Whole Wheat Ricotta Pancakes with Orange Zest
(adapted from the kitchn)
1 cup ricotta cheese
3/4 cup whole wheat flour (I use white whole wheat flour from Trader Joe’s)
1/2 teaspoon baking powder
1 1/2 tablespoons sugar
3/4 cup milk
3 eggs, divided zest from one orange
1/2 teaspoon vanilla
Whisk together flour, baking powder, sugar, and salt in a bowl. Combine ricotta, milk, egg yolks, and vanilla in a separate bowl. (The original recipe called for straining the ricotta. I don’t really have time for extra steps or dishes so I just used a slotted spoon!! My ricotta didn’t have too much liquid anyway.)

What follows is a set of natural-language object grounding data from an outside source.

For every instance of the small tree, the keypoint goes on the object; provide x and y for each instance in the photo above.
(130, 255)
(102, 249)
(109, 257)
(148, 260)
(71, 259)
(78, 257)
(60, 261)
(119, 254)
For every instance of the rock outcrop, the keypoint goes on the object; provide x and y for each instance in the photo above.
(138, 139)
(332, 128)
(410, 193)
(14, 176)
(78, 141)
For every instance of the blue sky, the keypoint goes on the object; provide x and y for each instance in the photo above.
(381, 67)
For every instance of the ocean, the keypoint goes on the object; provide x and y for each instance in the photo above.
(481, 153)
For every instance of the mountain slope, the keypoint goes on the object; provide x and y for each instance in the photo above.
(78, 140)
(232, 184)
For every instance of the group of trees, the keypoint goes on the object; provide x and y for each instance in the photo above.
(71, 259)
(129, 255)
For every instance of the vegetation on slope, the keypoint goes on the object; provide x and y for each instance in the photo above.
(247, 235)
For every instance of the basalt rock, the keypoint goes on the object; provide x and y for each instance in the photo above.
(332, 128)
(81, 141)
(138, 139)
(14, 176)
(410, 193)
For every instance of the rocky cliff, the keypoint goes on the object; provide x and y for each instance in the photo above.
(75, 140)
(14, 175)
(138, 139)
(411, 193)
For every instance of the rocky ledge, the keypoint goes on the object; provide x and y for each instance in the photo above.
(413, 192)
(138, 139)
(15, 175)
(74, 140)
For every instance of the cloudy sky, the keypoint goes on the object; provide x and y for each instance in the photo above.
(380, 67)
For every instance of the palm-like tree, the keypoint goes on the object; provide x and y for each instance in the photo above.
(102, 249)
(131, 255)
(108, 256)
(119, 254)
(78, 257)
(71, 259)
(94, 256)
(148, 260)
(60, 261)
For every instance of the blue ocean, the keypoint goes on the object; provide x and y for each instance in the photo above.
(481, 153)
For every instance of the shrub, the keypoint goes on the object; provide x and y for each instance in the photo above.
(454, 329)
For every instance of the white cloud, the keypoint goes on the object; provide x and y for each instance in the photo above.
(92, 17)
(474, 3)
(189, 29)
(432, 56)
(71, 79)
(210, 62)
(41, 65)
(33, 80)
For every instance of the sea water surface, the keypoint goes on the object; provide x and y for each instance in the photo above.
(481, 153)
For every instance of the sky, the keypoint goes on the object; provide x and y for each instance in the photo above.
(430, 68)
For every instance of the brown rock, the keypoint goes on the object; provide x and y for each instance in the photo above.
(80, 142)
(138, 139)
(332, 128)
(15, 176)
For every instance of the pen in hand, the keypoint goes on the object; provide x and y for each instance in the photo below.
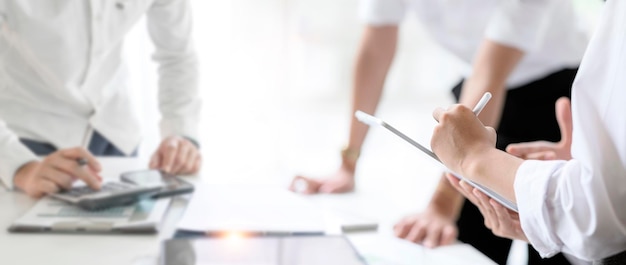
(481, 103)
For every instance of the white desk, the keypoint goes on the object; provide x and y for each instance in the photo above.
(38, 249)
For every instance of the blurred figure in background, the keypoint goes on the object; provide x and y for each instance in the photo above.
(64, 94)
(525, 53)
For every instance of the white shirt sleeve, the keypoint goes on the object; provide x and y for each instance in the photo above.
(577, 206)
(13, 154)
(382, 12)
(169, 24)
(520, 23)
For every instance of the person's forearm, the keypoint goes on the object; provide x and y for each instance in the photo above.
(493, 65)
(376, 53)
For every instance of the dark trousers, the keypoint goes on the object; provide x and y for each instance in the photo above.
(98, 146)
(528, 115)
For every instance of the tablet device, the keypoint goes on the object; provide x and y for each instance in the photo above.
(170, 185)
(373, 121)
(111, 194)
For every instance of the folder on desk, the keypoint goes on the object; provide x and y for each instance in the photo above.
(258, 210)
(53, 216)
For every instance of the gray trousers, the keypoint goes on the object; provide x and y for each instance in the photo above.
(98, 146)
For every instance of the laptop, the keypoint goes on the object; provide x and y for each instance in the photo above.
(54, 216)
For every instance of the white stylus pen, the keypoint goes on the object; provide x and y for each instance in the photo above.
(481, 103)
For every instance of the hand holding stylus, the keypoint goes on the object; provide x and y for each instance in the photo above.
(461, 135)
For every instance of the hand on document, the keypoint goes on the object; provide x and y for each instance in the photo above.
(432, 228)
(58, 171)
(543, 150)
(502, 221)
(176, 155)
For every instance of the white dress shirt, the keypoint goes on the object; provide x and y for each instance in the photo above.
(62, 73)
(578, 206)
(547, 31)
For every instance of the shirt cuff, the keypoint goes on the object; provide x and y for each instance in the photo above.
(13, 158)
(532, 186)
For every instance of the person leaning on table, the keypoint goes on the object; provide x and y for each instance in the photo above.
(63, 84)
(525, 55)
(574, 206)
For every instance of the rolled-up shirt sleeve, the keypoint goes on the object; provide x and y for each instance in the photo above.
(566, 207)
(577, 206)
(170, 27)
(13, 155)
(520, 23)
(382, 12)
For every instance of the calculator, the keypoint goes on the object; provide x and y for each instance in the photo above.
(111, 193)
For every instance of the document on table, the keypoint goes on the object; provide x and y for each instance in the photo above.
(251, 209)
(383, 249)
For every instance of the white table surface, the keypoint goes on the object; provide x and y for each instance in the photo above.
(144, 249)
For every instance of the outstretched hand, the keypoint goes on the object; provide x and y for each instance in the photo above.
(544, 150)
(340, 182)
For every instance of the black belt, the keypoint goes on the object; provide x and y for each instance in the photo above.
(619, 258)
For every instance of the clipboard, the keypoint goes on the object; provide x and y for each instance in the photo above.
(373, 121)
(53, 216)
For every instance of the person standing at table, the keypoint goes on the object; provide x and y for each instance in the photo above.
(574, 205)
(64, 94)
(525, 54)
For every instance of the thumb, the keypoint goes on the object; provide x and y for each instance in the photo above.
(564, 118)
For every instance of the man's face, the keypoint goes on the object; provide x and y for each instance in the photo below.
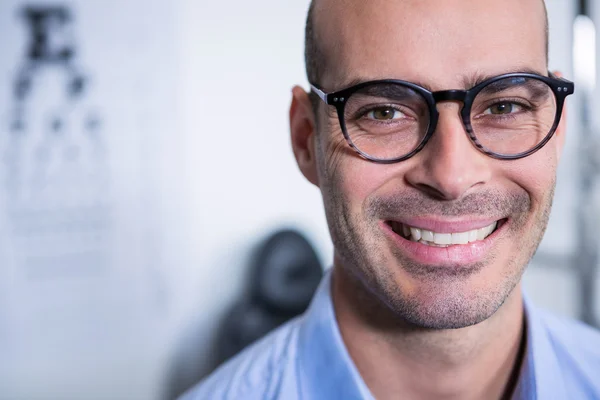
(449, 187)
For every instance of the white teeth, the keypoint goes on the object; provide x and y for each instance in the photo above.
(416, 234)
(444, 239)
(460, 238)
(427, 235)
(473, 236)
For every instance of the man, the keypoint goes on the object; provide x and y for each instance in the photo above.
(433, 131)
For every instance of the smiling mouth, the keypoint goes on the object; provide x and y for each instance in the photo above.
(438, 239)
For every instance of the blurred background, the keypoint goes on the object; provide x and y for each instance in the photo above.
(146, 165)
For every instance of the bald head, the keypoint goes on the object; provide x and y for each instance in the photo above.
(318, 42)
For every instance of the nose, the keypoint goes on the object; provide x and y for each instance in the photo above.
(449, 166)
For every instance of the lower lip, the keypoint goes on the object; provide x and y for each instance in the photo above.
(452, 256)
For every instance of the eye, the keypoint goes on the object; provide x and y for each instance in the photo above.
(385, 114)
(503, 108)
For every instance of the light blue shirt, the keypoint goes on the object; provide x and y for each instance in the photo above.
(306, 359)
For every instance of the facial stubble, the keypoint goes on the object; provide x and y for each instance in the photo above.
(363, 251)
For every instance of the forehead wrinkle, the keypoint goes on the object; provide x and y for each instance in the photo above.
(337, 22)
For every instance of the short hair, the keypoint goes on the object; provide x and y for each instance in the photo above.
(315, 59)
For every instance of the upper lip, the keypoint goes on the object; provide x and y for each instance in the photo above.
(447, 226)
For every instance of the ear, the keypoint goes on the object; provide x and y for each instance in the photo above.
(561, 130)
(303, 132)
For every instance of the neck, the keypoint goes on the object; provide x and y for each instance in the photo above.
(480, 361)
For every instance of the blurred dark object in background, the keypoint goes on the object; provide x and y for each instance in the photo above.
(285, 274)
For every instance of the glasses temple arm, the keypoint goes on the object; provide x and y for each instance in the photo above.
(322, 95)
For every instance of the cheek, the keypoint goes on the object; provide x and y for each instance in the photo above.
(536, 175)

Beat the egg whites in an electric mixer until stiff. (I managed to do this by hand with a whisk… while holding Charlotte! My arm hurt but I couldn’t put here down to go get the mixer!) Add the dry ingredients to the ricotta and milk mixture, stirring gently until just combined. Whisk in a small amount of the egg whites to lighten the batter, then fold in the remaining whites.
Heat a griddle over medium-high heat, and brush the surface with butter. Use a ladle or measuring scoop to pour batter onto the griddle. Cook pancakes for about 3 or 4 minutes, then flip, cooking until both sides are golden brown.
These pancakes were moist, fluffy and delicious. You can substitute lemon zest for the orange and they would be just as good I am sure. Genevieve gobbled these right up and declared them to be her new favorite. We ate them for dinner and then again for breakfast the next day. Enjoy!